見ず知らずのこの二人をここまでしてやるほど義理高くはなかった。
だけど、それでも、あの運び屋と同じになりたくない。そんな理由の見栄っ張りでもいい、と震える足をしっかりと地面へと踏み込ませ、ブラッドハウンドたちの前に立ち塞がった。
相変わらずブラッドハウンドはこちらの様子を伺っているが少しでも弱い部分を見せれば瞬時に飛び込んでくる気配がしていた。
(これに賭けるしかねぇ!)
ピークコッドは懐から先ほどリリーたちに見せた球体の魔道具を握りこむ。
それを恐怖で体が動けなくなってしまう前にピークコッドはその魔道具にありったけの魔力を思い切り流しこみ、それをブラッドハウンドたちに投げつけた。
「うおおお!」
投げ込まれた球体は魔力を介して核を露出させ、流された分だけ周囲を思い切り照らし始める。

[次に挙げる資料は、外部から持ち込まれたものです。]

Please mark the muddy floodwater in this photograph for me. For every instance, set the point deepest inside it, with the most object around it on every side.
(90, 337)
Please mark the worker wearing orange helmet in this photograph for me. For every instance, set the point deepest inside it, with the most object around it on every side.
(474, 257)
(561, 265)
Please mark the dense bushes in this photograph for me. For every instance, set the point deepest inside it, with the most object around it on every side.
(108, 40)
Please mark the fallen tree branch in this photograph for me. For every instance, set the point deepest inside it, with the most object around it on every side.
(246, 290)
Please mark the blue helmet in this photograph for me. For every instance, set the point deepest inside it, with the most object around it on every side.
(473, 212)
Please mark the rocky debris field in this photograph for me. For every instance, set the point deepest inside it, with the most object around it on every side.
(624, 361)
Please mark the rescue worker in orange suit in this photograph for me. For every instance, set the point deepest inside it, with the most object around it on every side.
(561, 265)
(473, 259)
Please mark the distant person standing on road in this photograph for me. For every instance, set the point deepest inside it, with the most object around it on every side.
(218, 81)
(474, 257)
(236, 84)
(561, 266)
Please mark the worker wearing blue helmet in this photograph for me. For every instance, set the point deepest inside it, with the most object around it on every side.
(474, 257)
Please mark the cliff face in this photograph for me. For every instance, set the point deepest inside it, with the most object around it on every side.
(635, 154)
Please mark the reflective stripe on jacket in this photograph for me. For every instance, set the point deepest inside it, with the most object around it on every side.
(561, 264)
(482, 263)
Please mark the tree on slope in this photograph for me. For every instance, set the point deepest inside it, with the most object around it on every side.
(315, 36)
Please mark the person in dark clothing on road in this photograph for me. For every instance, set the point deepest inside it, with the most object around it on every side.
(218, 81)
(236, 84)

バチバチと音を立てながら起動したそれはこの暗い山道を眩い光によって大きく照らし始める。
夜の目に慣れていたブラッドハウンドにこの光は強烈であり、咄嗟に目を瞑ってしまった。
その隙をピークコッドは逃すまいと素早く手から魔法陣を展開させた。
「【
渾身の一発を打ち放ったピークコッドの魔術の玉が光る魔道具へと当たると、発現していた青い光がさらに強まっていき、やがて大きな爆発音が鳴り響いた。
爆発の衝撃でブラッドハウンドの何匹かが吹き飛ばされていき、その威力と仲間がやられた光景に畏怖したのか、無事だった方のブラッドハウンドは死体となった運び屋を咥えてその場から逃げ去っていくのが明かりが消える手前で見えた。
「あ、あは……あはは。なんとか、なったぜ……。実は俺って結構できるヤツかも……」
自分の行動とその結果に信じられない気持ちのピークコッドは力が抜けてしまいヘナヘナと座り込んでしまう。
ともかくこの場を乗り切ったことにピークコッドは大きく息を吐いて安堵したのだった。